Prof. Nancy Chen, Chair

Nancy Chen is a professor of anthropology and the current department chair.

What is the best/most rewarding part about anthropology? Why should people pursue anthropology?
 
“I consider Anthropology undergrads to be enlightened beings as they choose a major that asks important questions. I did not get to experience anthropology until my senior year [as an undergraduate].  By then I asked myself ‘Why didn’t I take anthropology before?’ The seminar inspired me to go on and get a graduate degree in anthropology.
 

"I consider Anthropology undergrads to be enlightened beings as they choose a major that asks important questions."
-Prof. Nancy Chen

I love the major because it is one of the most flexible majors that you can finish in two years.  Moreover, it allows you to go on to do many things - not just graduate school in anthropology, but many different professions. Whether one is pre-med, interested in legal studies, or wanting to start their own business, every field really sees the value of anthropology as it allows you to think creatively and critically.  Anthropology teaches people how to read and write in ways that sets them apart from other majors. Anthropology teaches you not only how to look closely at culture, the way culture shapes how people interact with each other, how we eat, and how we sleep, but it also shapes the ways we can think about the past, present, and future as well.”
 
How did you become involved with the field of anthropology? When did you discover you had a passion and love for it?
 
“When I was an undergrad I was a human biology major and also a humanities honors student. I was writing a thesis about traditional Chinese medicine and I happened to see this seminar that was being taught by a professor of medical anthropology. As I had never taken an anthropology course before, I asked if it would be possible to sit in on the seminar.  Thankfully, he said ‘Yes of course!’ That completely opened my eyes not just towards anthropology, but also medical anthropology. I fell in love with the discipline through the pathway of medical anthropology.”
 

Where to Find Professor Chen... 

  • ANTH 134, Intro to Medical Anthropology
  • ANTH 110K, Culture Through Food
  • ANTH 194M, Advanced Topics in Medical Anthropology
  • ANTH 136, The Biology of Everyday Life
How did you know that you wanted to pursue research relating to medical anthropology, food and culture, healing practices, etc. in China?
 
“After college I considered either public health or medical anthropology. In the meanwhile, I lived and worked for two years in China as a volunteer for this nonprofit organization called Volunteers in Asia.  After living and working there, I learned which was more appealing to me, and it was medical anthropology.”
 
I know you also study food and culture, healing practices, etc. along with medical anthropology. How did you get involved with that?
 
“In some ways the study of food in the process of healing enabled me to return to my first love, which was the history of medicine. If you look at the three classical systems of medicine, whether Chinese, Ayurvedic, or Greco-Islamic, all three of these systems incorporate food as the frontline of medicine. If you examine historical documents about medicinal practice, most of these focused on food and how disease was not just tied to wind, but also to what one consumed. I decided that the intersection of food and medicine would be fun to pursue research.”
 
What plans do you have for the future? Are there any upcoming courses that you are excited to teach in the upcoming academic years, or any research/projects you are going to pursue?

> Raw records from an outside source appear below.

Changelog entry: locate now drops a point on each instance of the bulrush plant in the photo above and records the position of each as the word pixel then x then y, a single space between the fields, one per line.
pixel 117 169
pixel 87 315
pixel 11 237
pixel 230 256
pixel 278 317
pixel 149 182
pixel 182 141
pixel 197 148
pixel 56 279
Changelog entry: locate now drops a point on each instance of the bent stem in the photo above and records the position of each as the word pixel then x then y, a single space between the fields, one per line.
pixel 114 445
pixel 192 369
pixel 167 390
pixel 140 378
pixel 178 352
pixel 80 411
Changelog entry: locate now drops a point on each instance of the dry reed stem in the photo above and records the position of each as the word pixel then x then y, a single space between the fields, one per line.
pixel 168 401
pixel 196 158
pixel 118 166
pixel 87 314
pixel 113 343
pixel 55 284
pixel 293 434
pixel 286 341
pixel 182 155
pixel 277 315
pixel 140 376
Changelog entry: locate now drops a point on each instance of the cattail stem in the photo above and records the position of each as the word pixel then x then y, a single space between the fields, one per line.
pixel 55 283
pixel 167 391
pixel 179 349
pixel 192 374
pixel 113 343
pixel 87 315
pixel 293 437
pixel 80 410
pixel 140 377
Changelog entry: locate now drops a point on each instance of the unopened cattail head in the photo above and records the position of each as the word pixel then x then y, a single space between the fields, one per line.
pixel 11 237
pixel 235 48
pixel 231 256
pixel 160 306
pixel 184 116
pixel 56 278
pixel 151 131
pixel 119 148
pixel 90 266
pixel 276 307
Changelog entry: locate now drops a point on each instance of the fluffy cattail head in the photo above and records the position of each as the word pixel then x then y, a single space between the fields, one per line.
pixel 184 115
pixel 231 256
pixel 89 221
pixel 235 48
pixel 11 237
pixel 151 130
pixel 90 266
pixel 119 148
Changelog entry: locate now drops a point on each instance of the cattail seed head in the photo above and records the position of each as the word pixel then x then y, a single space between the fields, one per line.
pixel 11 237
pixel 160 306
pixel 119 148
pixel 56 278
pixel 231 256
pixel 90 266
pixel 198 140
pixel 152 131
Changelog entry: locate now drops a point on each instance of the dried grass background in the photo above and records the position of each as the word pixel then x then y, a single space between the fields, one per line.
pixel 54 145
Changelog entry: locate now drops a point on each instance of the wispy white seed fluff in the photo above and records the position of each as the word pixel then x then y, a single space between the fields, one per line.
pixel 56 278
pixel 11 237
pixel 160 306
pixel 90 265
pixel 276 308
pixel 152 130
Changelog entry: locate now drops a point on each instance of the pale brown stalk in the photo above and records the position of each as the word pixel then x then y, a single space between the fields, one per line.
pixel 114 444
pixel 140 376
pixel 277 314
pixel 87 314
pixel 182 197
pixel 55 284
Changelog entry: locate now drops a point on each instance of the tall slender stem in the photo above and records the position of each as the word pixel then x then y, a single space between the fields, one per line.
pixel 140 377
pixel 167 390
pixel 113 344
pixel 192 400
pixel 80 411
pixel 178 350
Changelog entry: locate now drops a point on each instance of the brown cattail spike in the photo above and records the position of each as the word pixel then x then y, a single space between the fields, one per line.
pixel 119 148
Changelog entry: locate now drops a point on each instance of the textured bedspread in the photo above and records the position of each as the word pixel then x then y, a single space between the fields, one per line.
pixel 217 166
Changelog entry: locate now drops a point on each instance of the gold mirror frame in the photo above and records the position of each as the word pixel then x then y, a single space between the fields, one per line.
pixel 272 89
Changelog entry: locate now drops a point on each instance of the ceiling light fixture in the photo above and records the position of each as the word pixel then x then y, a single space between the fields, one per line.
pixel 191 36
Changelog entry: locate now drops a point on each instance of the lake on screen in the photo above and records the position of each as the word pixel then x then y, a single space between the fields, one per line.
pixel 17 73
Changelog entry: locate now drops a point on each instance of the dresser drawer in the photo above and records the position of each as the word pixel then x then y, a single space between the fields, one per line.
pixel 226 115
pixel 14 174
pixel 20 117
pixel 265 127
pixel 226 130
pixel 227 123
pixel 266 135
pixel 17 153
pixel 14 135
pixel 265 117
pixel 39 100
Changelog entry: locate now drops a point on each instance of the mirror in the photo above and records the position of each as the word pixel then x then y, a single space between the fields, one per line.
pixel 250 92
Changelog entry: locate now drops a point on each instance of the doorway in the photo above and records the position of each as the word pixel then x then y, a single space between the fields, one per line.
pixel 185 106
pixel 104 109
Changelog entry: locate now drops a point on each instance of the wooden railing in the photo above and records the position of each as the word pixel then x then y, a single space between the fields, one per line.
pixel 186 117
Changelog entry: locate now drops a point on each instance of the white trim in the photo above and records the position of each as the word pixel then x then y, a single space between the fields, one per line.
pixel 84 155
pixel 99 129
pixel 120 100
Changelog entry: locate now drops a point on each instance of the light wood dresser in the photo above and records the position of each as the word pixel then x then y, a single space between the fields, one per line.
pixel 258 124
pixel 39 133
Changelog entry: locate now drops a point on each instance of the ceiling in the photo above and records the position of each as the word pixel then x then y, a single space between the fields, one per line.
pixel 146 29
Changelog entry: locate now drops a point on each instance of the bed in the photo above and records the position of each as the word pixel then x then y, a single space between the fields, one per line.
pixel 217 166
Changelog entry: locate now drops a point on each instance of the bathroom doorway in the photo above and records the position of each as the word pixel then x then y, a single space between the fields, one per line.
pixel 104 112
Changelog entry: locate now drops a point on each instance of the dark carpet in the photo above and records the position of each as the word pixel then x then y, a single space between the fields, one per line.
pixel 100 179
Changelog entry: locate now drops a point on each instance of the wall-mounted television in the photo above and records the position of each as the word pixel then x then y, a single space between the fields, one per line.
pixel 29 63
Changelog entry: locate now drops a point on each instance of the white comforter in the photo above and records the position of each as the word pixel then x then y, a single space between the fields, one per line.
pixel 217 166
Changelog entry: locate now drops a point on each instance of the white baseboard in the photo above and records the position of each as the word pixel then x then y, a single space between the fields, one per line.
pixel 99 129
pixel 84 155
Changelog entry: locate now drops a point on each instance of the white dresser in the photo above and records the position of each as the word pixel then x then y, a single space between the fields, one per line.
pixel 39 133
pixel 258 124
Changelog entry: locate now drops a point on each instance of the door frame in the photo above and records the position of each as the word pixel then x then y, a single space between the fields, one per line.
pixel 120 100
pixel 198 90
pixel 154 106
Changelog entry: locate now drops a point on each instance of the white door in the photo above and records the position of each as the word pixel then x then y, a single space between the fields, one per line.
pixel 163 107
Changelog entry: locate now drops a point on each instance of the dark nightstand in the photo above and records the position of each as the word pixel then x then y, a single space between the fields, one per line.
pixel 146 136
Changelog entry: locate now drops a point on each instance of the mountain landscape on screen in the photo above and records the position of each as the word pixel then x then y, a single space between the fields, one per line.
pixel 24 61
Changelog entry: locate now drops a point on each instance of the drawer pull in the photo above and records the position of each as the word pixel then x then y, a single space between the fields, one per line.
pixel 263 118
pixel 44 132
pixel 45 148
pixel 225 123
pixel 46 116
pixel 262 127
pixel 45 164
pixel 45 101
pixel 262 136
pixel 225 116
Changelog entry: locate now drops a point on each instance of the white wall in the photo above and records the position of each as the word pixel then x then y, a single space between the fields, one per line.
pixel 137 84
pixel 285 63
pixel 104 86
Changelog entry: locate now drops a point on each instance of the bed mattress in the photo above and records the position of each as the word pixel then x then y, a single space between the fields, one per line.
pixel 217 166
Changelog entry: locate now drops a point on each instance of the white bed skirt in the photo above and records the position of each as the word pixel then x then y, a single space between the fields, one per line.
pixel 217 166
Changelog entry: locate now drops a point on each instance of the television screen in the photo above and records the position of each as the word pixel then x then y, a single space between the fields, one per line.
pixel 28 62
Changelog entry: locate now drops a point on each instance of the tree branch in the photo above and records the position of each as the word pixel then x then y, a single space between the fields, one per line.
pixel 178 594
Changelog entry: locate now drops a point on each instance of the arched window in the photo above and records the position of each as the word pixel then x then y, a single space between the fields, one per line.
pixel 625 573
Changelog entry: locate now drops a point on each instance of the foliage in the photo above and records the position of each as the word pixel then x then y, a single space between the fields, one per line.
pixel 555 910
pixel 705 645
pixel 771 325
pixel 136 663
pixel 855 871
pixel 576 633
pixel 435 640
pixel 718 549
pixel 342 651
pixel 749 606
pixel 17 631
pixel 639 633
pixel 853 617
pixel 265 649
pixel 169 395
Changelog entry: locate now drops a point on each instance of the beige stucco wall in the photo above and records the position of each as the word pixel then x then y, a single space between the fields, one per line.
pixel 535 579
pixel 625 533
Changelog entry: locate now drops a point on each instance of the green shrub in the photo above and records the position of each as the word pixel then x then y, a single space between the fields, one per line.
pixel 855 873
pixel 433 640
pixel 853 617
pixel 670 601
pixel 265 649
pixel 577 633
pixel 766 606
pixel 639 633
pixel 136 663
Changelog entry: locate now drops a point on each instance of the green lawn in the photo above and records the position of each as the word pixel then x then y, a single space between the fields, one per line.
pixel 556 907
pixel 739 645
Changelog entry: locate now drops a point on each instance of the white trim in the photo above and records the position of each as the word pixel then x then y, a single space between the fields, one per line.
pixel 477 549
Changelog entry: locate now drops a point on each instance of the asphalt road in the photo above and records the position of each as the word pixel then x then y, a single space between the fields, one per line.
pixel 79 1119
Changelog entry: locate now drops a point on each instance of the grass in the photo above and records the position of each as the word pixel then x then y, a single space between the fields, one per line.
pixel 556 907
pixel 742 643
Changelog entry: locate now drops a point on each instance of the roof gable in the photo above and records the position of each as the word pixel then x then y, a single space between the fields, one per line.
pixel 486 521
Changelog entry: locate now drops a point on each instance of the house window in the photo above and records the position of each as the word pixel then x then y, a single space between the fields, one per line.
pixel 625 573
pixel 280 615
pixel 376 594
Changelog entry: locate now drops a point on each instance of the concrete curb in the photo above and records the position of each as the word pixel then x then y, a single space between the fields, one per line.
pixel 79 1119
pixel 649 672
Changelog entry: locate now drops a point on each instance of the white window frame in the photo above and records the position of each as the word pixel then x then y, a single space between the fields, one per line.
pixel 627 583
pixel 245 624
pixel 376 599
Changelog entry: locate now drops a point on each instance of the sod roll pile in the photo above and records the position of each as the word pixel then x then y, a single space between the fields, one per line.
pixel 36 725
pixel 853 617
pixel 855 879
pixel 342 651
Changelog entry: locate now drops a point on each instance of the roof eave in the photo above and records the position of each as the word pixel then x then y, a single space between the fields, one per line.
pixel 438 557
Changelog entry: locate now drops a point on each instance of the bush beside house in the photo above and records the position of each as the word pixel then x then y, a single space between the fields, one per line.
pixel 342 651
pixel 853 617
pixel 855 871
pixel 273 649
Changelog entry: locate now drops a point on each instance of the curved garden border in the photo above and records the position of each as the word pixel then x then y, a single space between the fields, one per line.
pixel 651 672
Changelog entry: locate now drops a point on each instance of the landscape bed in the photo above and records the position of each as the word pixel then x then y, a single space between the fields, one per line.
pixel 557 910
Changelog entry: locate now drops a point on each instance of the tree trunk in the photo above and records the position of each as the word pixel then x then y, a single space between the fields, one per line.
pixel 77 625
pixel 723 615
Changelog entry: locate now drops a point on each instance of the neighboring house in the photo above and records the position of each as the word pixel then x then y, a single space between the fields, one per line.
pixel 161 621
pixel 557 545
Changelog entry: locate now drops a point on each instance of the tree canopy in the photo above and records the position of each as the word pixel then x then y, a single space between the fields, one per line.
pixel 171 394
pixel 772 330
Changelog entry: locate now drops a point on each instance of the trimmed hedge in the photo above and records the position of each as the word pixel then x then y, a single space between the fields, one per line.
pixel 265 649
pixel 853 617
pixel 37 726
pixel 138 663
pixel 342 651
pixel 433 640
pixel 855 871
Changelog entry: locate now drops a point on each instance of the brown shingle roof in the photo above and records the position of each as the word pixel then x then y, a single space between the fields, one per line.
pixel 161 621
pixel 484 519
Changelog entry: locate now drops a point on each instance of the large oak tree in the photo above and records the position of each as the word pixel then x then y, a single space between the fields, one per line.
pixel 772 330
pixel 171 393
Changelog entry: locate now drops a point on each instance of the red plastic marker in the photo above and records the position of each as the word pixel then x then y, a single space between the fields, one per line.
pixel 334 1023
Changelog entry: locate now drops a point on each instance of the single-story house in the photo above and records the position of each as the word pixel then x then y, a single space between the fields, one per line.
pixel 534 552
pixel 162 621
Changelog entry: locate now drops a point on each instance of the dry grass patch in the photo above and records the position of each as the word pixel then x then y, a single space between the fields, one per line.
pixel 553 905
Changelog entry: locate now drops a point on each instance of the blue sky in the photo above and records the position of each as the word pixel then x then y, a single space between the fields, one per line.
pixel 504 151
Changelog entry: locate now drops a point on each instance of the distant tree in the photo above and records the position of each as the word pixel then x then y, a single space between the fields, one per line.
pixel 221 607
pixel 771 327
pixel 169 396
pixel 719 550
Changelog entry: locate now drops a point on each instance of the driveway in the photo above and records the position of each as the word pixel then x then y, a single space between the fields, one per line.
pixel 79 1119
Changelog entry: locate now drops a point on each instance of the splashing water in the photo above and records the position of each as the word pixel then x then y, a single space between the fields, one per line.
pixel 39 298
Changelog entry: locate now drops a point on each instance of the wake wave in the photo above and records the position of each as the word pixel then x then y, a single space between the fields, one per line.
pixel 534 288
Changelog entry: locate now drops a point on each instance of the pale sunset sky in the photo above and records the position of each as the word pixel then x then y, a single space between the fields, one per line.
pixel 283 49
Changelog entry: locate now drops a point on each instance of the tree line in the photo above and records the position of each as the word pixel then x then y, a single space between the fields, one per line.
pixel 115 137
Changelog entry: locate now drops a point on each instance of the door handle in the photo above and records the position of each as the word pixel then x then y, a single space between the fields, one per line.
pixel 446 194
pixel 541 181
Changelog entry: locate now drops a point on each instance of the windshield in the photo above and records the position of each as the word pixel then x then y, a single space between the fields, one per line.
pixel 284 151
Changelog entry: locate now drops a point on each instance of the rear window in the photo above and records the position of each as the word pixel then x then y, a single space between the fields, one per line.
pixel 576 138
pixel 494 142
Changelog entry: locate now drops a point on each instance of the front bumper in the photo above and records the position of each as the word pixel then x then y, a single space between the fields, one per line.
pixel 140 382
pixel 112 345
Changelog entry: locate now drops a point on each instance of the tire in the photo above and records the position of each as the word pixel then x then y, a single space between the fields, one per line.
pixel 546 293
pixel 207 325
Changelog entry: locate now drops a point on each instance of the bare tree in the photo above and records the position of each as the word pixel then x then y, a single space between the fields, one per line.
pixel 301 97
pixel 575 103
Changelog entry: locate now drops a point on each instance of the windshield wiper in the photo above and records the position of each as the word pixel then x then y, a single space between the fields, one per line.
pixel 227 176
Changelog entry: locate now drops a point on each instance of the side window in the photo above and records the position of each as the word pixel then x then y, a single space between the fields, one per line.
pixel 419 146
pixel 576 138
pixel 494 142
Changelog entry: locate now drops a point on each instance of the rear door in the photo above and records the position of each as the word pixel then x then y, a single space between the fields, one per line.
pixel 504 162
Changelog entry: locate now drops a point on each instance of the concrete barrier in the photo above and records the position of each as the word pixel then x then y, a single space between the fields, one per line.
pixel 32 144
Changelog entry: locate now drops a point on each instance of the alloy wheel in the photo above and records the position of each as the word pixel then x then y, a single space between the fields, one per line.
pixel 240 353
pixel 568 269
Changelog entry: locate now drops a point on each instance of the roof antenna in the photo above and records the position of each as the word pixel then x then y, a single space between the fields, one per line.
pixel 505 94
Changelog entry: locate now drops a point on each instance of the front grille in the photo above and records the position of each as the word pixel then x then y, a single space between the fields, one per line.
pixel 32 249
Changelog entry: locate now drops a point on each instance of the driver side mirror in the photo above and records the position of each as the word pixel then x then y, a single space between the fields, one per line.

“I’m excited to teach ANTH 136 (The Biology of Everyday Life) during the winter 2018 quarter. I love teaching anthropology majors because they push me to think. My teaching helps to inform my writing. I’m working on a book manuscript called China’s Double Helix which addresses the ways in which food and medicine have changed over the past 3 decades. I would also love to conduct research back in Louisiana where I grew up as I still have another book in my head but it’s going to be a while before that one comes out.

By Sarah Dairiki.  Sarah is a peer adviser with the Department of Anthropology.